The USDA’s Animal and Plant Health Inspection Service now recognizes New South Wales, Northern Territory, Queensland, South Australia, Tasmania and Victoria as Medfly-free, according to a ruling published in the Aug. 29 Federal Register.

In addition, the state of Western Australia has been ruled free of Queensland fruit flies.

APHIS has recognized various areas of Australia as free of Medflies, Queensland fruit flies and other fruit flies destructive to citrus for more than 10 years, and no fruit fly problems have occurred as a result of commodities being imported into the U.S. from these areas, according to the ruling.

Medfly populations are restricted to a small part of the southwestern Australia and isolated communities in coastal towns in the northern part of the state.

And with the exception of a fruit fly exclusion zone in parts of South Australia, northern Victoria and southern New South Wales, populations of Queensland fruit fly are restricted to Queensland, New South Wales, Victoria and the Northern Territory.

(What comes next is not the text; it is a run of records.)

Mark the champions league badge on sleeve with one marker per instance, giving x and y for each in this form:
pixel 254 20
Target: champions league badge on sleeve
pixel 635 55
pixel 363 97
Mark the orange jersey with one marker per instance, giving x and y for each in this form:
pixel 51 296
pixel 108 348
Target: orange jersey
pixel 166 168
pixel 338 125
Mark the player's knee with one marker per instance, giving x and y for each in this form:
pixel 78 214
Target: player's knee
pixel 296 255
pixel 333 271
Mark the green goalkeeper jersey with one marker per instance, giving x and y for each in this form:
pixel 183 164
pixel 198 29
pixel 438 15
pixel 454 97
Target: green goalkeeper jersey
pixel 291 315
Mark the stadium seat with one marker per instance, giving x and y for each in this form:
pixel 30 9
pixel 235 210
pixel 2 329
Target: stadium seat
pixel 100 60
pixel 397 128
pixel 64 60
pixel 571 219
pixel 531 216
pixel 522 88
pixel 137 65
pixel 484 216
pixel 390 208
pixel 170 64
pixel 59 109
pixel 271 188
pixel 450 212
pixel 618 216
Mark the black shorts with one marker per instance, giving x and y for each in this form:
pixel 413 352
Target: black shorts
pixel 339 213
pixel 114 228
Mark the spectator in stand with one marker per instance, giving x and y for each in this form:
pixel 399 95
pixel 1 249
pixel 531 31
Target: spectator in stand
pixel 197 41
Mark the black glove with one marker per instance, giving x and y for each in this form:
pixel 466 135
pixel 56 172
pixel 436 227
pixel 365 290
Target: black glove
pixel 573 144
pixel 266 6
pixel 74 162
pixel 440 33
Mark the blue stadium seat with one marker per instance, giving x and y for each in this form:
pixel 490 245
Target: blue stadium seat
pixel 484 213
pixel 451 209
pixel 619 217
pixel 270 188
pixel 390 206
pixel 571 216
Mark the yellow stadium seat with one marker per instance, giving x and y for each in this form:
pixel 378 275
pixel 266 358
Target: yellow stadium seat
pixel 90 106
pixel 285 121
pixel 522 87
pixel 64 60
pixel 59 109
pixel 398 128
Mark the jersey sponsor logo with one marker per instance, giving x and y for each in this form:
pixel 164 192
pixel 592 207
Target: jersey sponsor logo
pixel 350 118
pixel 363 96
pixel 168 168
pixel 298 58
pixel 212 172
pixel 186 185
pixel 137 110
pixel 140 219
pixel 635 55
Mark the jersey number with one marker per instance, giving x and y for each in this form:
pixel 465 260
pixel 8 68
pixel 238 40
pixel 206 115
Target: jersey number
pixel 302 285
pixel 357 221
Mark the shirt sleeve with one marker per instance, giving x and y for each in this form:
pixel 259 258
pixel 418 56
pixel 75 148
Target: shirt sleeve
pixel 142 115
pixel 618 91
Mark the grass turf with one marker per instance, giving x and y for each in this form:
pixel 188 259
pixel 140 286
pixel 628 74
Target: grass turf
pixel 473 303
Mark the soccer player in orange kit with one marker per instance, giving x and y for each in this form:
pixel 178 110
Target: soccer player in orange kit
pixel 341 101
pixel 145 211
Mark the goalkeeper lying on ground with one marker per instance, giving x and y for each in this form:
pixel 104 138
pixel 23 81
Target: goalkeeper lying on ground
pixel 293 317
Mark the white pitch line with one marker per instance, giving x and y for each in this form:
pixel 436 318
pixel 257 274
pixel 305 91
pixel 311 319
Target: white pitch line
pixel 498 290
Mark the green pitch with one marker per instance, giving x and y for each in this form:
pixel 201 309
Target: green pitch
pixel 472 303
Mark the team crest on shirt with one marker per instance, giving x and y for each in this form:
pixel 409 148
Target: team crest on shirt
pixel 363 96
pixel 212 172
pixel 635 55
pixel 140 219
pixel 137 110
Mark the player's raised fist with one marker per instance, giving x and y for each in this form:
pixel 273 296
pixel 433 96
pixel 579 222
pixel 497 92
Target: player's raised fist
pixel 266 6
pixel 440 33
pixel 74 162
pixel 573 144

Although APHIS is recognizing parts of Australia as free of Medfly and another part as free of the Queensland fruit fly, fruit from these areas will still require mitigation, typically quarantine treatment, before importation into the United States.

Those treatments, however, will be less stringent in an area where just once of the pests, not both, is present, according to APHIS.

Cherries, for instance, have been treated with both cold treatment for Queensland fruit fly and methyl bromide for Medfly.

Now, though, since no area of Australia is home to both Medfly and Queensland fruit fly, cherries will only need one treatment.